Is there any information available regarding cycle usage for operations such as:
dfx canister logs {canister} assuming public log visibility
dfx canister call {canister} {guarded_query_endpoint} assuming the query method is guarded and the caller is not authorised
dfx canister call {canister} {guarded_update_endpoint} assuming the update method is guarded and the caller is not authorised
I like the idea of public logs, but I’d like to understand the potential for increasing cycle drain attack susceptibility by doing this (if this operation would be significantly more expensive than trying to call an endpoint for which the caller is not authorised).
This also has me wondering roughly how many cycles are burned by a single call to a query endpoint and also to an update endpoint which are both rejected due to an unauthorised call.
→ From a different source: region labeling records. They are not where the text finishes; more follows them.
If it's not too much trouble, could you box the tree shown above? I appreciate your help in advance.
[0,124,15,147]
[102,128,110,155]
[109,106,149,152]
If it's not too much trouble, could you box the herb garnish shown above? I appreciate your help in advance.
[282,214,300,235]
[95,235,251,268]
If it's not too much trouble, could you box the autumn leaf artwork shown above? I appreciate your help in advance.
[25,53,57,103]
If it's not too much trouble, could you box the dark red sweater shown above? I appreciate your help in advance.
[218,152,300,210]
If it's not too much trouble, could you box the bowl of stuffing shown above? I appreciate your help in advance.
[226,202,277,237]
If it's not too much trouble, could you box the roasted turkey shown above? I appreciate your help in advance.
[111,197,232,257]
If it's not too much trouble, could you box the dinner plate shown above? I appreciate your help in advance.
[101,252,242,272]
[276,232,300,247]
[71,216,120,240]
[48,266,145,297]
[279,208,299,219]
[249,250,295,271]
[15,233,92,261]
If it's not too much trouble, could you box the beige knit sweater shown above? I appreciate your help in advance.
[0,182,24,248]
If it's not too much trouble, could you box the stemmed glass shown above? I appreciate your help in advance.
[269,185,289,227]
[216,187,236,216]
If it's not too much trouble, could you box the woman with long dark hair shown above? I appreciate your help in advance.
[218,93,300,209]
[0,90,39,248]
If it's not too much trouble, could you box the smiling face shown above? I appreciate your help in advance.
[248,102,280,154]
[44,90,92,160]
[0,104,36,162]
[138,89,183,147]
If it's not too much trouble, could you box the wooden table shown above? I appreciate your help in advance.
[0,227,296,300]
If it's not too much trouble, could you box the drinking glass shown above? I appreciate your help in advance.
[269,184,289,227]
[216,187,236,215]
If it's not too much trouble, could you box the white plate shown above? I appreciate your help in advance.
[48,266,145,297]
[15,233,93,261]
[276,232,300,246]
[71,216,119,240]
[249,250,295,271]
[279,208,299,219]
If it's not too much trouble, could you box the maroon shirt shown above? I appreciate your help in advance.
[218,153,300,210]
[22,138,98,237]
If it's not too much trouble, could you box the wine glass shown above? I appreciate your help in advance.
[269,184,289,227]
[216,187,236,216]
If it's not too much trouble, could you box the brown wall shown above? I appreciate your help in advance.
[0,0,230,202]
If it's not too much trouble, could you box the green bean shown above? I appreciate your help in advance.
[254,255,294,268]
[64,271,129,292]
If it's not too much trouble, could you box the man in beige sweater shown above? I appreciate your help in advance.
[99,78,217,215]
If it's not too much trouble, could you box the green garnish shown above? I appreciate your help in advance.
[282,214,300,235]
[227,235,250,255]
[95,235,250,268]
Is it 0 in both cases, or is it non-zero but constant, or is it variable and dependent on other factors?
If you have a list of principals that are able to call a specific API, inspect message can be used to gate access to ingress messages (coming from outside the internet computer) hitting update calls, and then these calls will not burn any cycles if rejected by inspect message. However, inspect message does not protect against calls coming from another canister already deployed to the network.
I think queries still cost cycles in replicated mode.
Thanks @icme, this’ll do the trick nicely Sounds like I should guard for security (goes through consensus), and additionally inspect message as a low security initial gate (but one that does a better job of avoiding unnecessary cycle drain).
Do you know if calls to serve up canister logs are replicated query calls (if there’s consensus involved I expect it costs cycles)?
Assuming this is the case do you know if there are similar ways to protect requests serving up logs? The endpoint isn’t something implemented by the canister developer.
If log access is whitelisted, presumably there would be a small amount of cycle drain to check if the principal is authorised (if logs are served up in replicated mode). Or does access control also take place at the inspect_message level to avoid this?